Once all the video metadata acquired, I selected a range of political topics ("Obama", "Clinton", "Trump", "Democrats", "Republicans", "Conservatives", "Liberals") and extracted the relevant videos that mentioned those topics. Titles that contained different variants of a same topic's word were flagged for that topic ("Mr. Obama Goes To Washington" and "The Obamas Vacation in N.C." were flagged for the "Obama" topic). This approach also means that, for example, videos about Melania Trump were flagged for the "Trump" topic and videos about Bill Clinton were flagged for the "Clinton" topic. Also, people's first names were not used for filtering and flagging videos as they are too generic and could have yielded false positives (e.g. "Donald" could have yielded videos about Donald Rumsfeld or Donald Sterling).

Then, I've analyzed the sentiment of all relevant video titles. The Oxford Dictionaries defines "sentiment analysis" as follows:

The process of computationally identifying and categorizing opinions expressed in a piece of text, especially in order to determine whether the writer's attitude towards a particular topic, product, etc. is positive, negative, or neutral. (Source: Oxford Dictionaries)

The goal is to find out whether sentiment analysis can help identify differences in how channels treat contentious political topics. This isn't the first time that sentiment analysis is used for that purpose (see for example this study showcased on the Washington Post). However, I think that my study is a bit unique in the way that it breaks down data into multiple topics.

When looking through the data I noticed that the video descriptions often contained some generic or irrelevant text (e.g. "Follow msnbc on Tubmlr" or "Check out FOX 411 for more entertainment news and gossip"). I wanted to prevent that irrelevant text from influencing the sentiment analysis results. Cleaning up that data would have been extremely time-consuming and tedious. So I ignored all the video descriptions and only analysed the sentiment of video titles. I would posit that Youtube users generally pay much more attention to the video titles than to their descriptions anyways.

The sentiment analysis was performed using the Google Natural Language API. It's pretty simple and straighforward: you send a piece of text to the API server, which then analyzes that text and returns a sentiment score between -1.0 (negative sentiment) and 1.0 (positive sentiment) as determined by Google's machine learning algorithms. The complete code for downloading sentiment scores for all videos and for saving the data to disk can be found here: https://github.com/jphalip/media-bias/blob/master/code/language_api.py

Note that the Google Natural Language API is not free.

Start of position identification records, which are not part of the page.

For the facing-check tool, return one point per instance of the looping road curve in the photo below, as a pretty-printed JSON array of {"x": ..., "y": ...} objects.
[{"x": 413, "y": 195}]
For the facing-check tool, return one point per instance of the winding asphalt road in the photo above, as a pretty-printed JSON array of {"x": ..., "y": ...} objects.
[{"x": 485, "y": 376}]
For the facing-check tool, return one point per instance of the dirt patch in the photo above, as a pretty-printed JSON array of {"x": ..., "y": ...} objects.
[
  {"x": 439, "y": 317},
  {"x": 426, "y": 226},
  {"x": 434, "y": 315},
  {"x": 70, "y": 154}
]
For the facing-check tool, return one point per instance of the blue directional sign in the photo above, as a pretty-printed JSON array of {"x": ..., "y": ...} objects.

The function above was called for each of the ~30K relevant videos that I had collected, which in the end cost me around $30 US. If you're interested in running similar experiments, make sure to first refer to the API's pricing page for adequate budgeting.

Alright, now we're ready to do some exploration. Let's jump right in!

Data exploration

First, let's import all the code libraries that we need in order to perform our work:

In [26]:
from __future__ import division
from IPython.display import display
from datetime import datetime
import pandas as pd
import numpy as np
import seaborn as sns
import matplotlib.pyplot as plt
from code.utils import show_videos
from code.plotting import plot_channel_stats, plot_compressed_channel_stats, plot_sentiment_series
%matplotlib inline

Here are the channels considered for this study:

In [3]:
channels = pd.read_csv('channels.csv')
channels[['title', 'url', 'color']]
Out[3]:
title url color
0 Fox News https://www.youtube.com/user/FoxNewsChannel #5975a4
1 CNN https://www.youtube.com/user/CNN #b55d60
2 MSNBC https://www.youtube.com/user/msnbcleanforward #5f9e6e
3 CBS News https://www.youtube.com/user/CBSNewsOnline #666666

(Note: The color attributes are just arbitrary colors that will be used to visually differentiate the channels in all the graphs featured later in this article.)

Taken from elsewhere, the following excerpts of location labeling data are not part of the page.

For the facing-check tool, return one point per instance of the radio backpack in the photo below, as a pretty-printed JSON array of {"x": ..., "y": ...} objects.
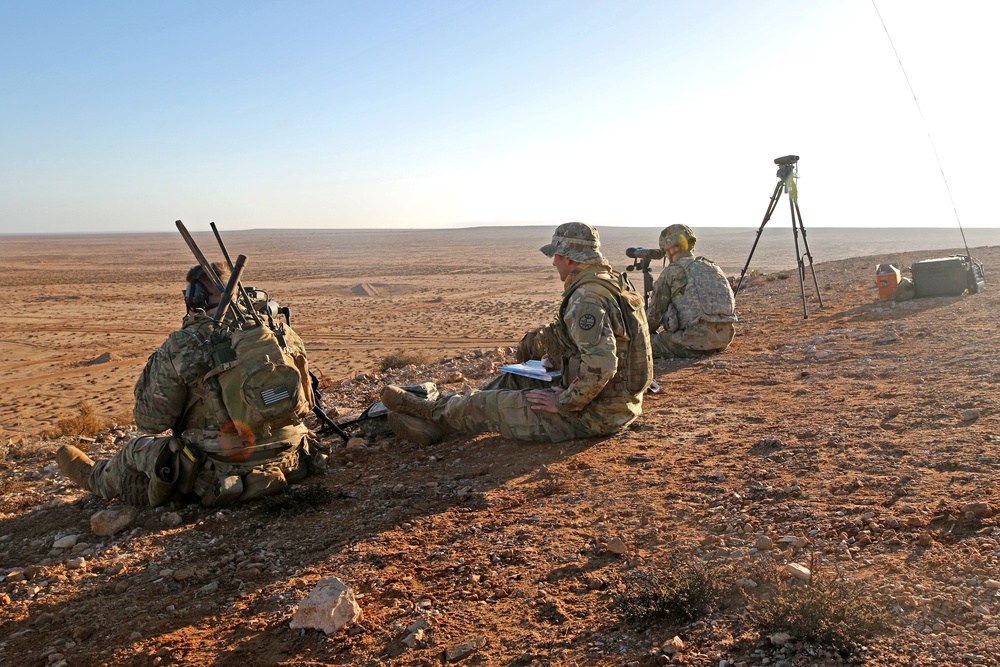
[
  {"x": 639, "y": 371},
  {"x": 265, "y": 387}
]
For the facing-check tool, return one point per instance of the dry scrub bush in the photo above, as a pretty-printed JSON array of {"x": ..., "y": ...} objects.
[
  {"x": 404, "y": 358},
  {"x": 833, "y": 613},
  {"x": 85, "y": 422}
]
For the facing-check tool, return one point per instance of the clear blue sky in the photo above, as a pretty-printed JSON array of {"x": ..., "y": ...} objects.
[{"x": 129, "y": 115}]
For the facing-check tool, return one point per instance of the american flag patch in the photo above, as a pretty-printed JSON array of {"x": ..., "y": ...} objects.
[{"x": 272, "y": 395}]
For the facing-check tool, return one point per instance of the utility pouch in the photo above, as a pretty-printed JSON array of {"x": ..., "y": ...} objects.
[
  {"x": 163, "y": 481},
  {"x": 225, "y": 491},
  {"x": 189, "y": 462}
]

Here are the topics that I've chosen to focus on:

In [4]:
topics = pd.read_csv('topics.csv')
topics[['title', 'slug']]
Out[4]:
title slug
0 Obama obama
1 Clinton clinton
2 Trump trump
3 Democrats democrats
4 Republicans republicans
5 Liberals liberals
6 Conservatives conservatives

(Note: The slug attributes are the names used for the columns in the video dataset that flag videos relating to specific topics — See the video dataset in question right below.)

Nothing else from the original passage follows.